Classifying by primitive (what the attacker can choose at each step) captures these differences precisely. Of the six variants, only Agnostic-Get × Dual-Set was shown before and the other five were introduced in our IEEE S&P 2026 paper.
Capability matrix
The two columns under target object access path describe what the attacker can use to reach the target during traversal; the two columns under target object types describe what kinds of objects the final write can land on. A “Yes” means the variant supports that path or target; a “No” means the program shape forbids it.
| Variant Types | Target Object Access Path | Target Object Types | ||
|---|---|---|---|---|
| GetAttr only | GetItem & GetAttr | Containers (dict, list) |
General objects | |
| Agnostic-Get × Dual-Set | Yes | Yes | Yes | Yes |
| Agnostic-Get × Attr-Set | Yes | Yes | No | Yes |
| Agnostic-Get × Item-Set | Yes | Yes | Yes | No |
| Constrained-Get × Dual-Set | Yes | No | Yes | Yes |
| Constrained-Get × Attr-Set | Yes | No | No | Yes |
| Constrained-Get × Item-Set | Yes | No | Yes | No |
Reading the table:
- The first two columns track the get capability. “GetAttr only” is always available because attribute access works on every Python object. The “GetItem & GetAttr” column is what separates Agnostic-Get (the program lets the attacker reach through containers) from Constrained-Get (it does not).

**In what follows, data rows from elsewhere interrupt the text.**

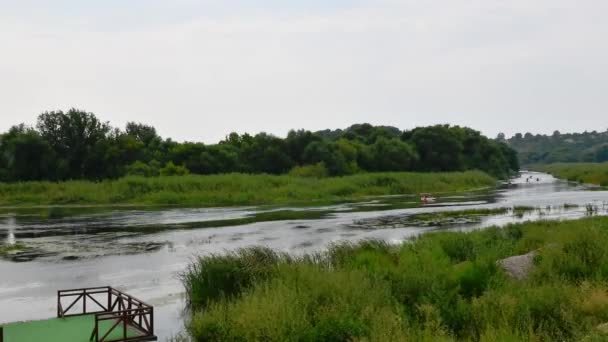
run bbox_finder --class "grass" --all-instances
[4,315,141,342]
[182,217,608,341]
[532,162,608,186]
[0,171,496,206]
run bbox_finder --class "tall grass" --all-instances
[532,162,608,186]
[0,171,495,206]
[183,217,608,341]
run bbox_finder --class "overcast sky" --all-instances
[0,0,608,143]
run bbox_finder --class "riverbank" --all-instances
[531,163,608,187]
[0,171,496,207]
[183,217,608,341]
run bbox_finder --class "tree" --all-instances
[36,109,110,178]
[410,125,464,171]
[0,125,56,181]
[371,137,418,171]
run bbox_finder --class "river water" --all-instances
[0,172,608,341]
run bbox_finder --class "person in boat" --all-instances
[420,193,435,203]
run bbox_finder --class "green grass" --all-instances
[0,171,496,206]
[182,217,608,341]
[532,162,608,186]
[4,315,140,342]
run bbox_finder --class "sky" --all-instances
[0,0,608,143]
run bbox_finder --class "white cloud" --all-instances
[0,0,608,142]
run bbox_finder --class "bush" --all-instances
[184,217,608,341]
[289,162,329,178]
[126,160,160,177]
[181,247,290,308]
[160,162,190,176]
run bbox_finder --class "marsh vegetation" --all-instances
[0,171,496,207]
[183,217,608,341]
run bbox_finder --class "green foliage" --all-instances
[0,171,496,206]
[289,162,328,178]
[127,160,160,177]
[0,109,519,182]
[185,217,608,341]
[160,162,190,176]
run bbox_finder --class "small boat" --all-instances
[420,193,436,203]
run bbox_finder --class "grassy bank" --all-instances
[0,171,496,206]
[183,217,608,341]
[532,163,608,186]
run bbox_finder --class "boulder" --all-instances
[496,251,538,280]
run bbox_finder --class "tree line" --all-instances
[497,131,608,165]
[0,109,519,182]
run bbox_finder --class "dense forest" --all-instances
[0,109,519,182]
[497,131,608,165]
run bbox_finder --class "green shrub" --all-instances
[181,247,290,308]
[289,162,329,178]
[185,217,608,341]
[160,162,190,176]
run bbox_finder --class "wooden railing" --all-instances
[58,286,156,342]
[57,286,111,318]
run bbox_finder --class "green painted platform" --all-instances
[2,315,142,342]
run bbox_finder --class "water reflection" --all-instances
[0,173,608,341]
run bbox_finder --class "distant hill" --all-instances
[497,131,608,165]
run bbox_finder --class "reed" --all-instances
[0,171,496,207]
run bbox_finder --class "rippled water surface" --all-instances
[0,172,608,341]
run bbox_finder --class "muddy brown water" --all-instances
[0,172,608,341]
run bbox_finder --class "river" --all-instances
[0,172,608,341]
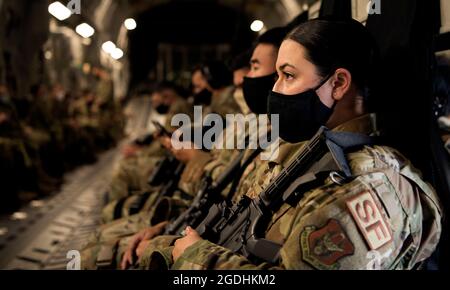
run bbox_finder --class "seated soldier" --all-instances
[141,19,442,270]
[103,62,240,222]
[104,83,191,206]
[77,29,286,269]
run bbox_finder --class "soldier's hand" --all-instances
[120,222,167,270]
[172,227,202,262]
[122,145,141,158]
[136,240,151,261]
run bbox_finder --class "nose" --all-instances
[272,78,281,93]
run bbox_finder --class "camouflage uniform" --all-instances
[103,87,241,222]
[82,90,248,269]
[142,116,441,270]
[104,98,191,205]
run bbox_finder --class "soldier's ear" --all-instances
[331,68,352,101]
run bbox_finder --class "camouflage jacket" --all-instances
[142,116,441,270]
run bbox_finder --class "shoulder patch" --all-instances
[300,219,355,270]
[346,191,392,250]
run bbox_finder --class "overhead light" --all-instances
[102,41,116,54]
[81,38,92,46]
[44,50,53,60]
[250,20,264,32]
[11,211,28,221]
[111,47,123,60]
[124,18,137,30]
[75,23,95,38]
[48,1,72,21]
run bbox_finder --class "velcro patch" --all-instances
[300,219,355,270]
[346,191,392,250]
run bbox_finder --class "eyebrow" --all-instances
[279,63,296,70]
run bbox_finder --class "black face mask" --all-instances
[155,104,170,115]
[242,73,277,114]
[269,77,334,143]
[194,89,212,106]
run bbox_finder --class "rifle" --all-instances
[164,145,261,235]
[197,127,373,264]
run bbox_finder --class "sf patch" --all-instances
[300,219,355,270]
[346,191,392,250]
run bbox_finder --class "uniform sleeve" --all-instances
[172,174,411,270]
[171,240,282,270]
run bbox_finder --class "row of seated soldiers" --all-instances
[0,73,123,213]
[81,19,443,270]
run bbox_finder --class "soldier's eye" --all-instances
[283,72,294,80]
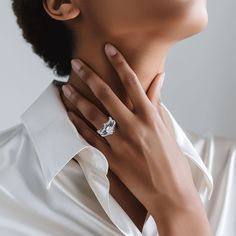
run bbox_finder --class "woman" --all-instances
[44,0,210,235]
[0,0,230,236]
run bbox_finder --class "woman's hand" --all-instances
[60,45,212,235]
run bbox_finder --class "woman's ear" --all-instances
[43,0,80,21]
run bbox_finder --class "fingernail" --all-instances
[67,112,73,122]
[105,44,117,56]
[62,85,71,98]
[71,59,83,71]
[160,72,166,89]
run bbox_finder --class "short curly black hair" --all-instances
[12,0,74,76]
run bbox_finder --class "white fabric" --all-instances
[0,80,233,236]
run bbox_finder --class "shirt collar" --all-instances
[20,82,213,198]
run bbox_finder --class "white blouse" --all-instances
[0,80,236,236]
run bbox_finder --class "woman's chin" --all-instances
[176,7,208,39]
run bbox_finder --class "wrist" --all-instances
[152,194,212,236]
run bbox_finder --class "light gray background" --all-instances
[0,0,236,137]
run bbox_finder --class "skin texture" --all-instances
[44,0,210,235]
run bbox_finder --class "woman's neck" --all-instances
[65,29,171,113]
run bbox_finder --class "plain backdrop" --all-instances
[0,0,236,137]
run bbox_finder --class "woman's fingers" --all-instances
[72,59,132,124]
[105,44,150,113]
[68,112,110,156]
[147,72,165,106]
[62,84,117,141]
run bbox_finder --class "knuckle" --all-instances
[85,107,97,121]
[83,69,94,84]
[114,54,125,67]
[70,93,79,105]
[97,85,110,100]
[125,73,137,85]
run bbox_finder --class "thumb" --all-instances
[147,72,165,103]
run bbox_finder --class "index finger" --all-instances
[105,44,150,115]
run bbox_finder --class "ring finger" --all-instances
[62,84,117,141]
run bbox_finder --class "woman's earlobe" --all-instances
[43,0,80,21]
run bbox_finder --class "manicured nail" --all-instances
[105,44,117,56]
[67,112,73,122]
[160,72,166,89]
[71,59,83,71]
[62,85,71,98]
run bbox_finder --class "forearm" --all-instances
[153,194,212,236]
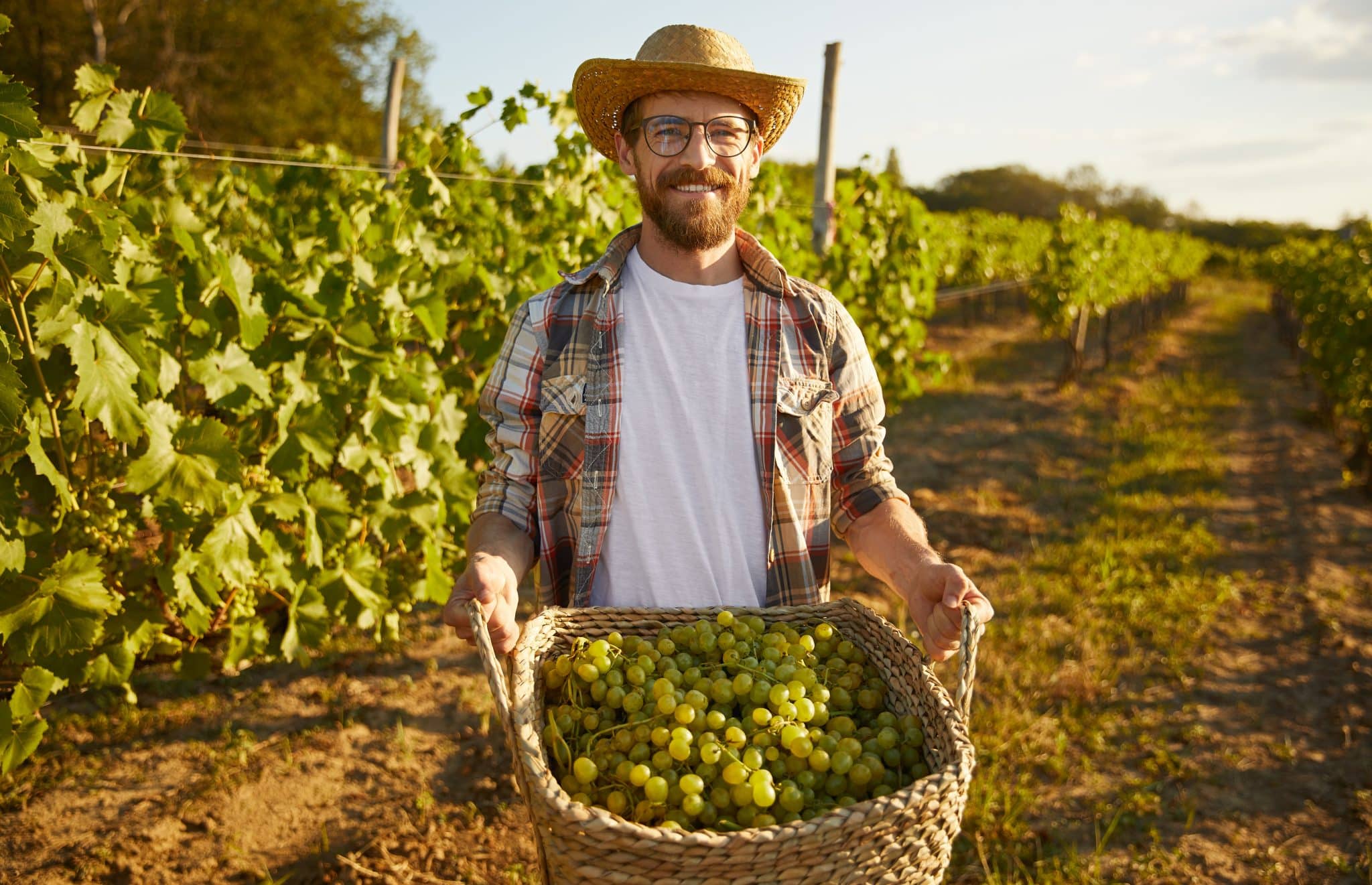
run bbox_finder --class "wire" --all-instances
[23,139,545,188]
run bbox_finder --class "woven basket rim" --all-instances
[510,597,975,848]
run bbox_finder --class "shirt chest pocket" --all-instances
[538,375,586,479]
[776,376,838,483]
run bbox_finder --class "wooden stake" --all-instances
[381,55,405,182]
[811,42,841,254]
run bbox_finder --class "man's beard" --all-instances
[635,167,752,253]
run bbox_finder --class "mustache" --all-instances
[657,167,734,188]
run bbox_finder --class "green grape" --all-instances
[572,756,600,783]
[644,775,668,804]
[722,762,748,787]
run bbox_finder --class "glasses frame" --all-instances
[634,114,757,159]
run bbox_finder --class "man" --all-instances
[443,25,992,660]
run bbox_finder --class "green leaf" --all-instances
[66,321,148,444]
[0,704,48,774]
[71,64,119,132]
[200,492,261,588]
[0,550,119,659]
[0,174,29,243]
[29,200,76,255]
[281,584,330,661]
[159,550,220,636]
[81,640,136,687]
[9,667,63,719]
[126,399,241,510]
[52,233,114,283]
[96,92,187,151]
[216,253,266,350]
[77,64,119,97]
[188,342,272,402]
[0,362,25,431]
[23,415,77,510]
[0,538,26,575]
[0,74,42,139]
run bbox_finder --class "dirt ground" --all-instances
[0,279,1372,884]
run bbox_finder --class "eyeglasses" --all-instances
[628,114,757,156]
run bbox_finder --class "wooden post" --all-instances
[811,42,841,254]
[82,0,105,64]
[381,55,405,182]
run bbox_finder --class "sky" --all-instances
[391,0,1372,228]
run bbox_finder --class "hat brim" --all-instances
[572,59,805,159]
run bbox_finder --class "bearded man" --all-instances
[443,25,992,660]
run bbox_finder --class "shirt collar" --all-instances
[559,224,795,296]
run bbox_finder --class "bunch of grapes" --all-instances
[50,482,137,559]
[542,609,929,831]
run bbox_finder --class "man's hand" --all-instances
[896,560,996,661]
[443,553,519,655]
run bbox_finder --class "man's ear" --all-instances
[748,139,763,178]
[615,132,638,176]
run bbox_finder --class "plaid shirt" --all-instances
[472,226,910,606]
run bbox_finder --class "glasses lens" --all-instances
[644,117,690,156]
[705,117,753,156]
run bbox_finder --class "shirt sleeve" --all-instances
[472,302,543,551]
[829,297,910,538]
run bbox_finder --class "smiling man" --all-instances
[445,25,992,660]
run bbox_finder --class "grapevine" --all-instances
[542,609,929,831]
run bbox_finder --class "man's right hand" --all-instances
[443,553,519,655]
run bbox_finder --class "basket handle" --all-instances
[466,600,519,759]
[952,602,985,732]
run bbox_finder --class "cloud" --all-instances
[1144,0,1372,81]
[1144,136,1328,166]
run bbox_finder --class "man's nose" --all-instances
[679,123,715,169]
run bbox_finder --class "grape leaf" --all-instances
[64,321,148,444]
[0,704,48,774]
[81,639,136,687]
[281,583,330,661]
[0,74,42,139]
[126,399,240,512]
[0,550,119,659]
[0,174,29,243]
[216,253,266,350]
[0,538,25,575]
[0,362,25,429]
[96,92,187,151]
[71,64,119,132]
[188,342,272,402]
[200,492,261,588]
[9,667,64,719]
[23,415,77,510]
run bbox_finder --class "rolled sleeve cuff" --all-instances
[472,480,538,551]
[829,474,910,538]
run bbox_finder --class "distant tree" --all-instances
[886,148,906,185]
[0,0,437,155]
[915,165,1070,218]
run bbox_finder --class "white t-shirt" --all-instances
[592,247,767,608]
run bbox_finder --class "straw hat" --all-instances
[572,25,805,159]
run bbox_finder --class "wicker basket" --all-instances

- The last two columns track the set capability. Attr-Set can land writes on classes, modules, functions, and other general objects, but not on container internals. Item-Set is the inverse: it can only modify mapping/sequence entries. Dual-Set combines both.
The variant that “Yes everything” is Agnostic-Get × Dual-Set — the only variant prior work covered. The other five each carve off a strict subset of the capability surface, which is why they need different detection logic and different gadgets to exploit.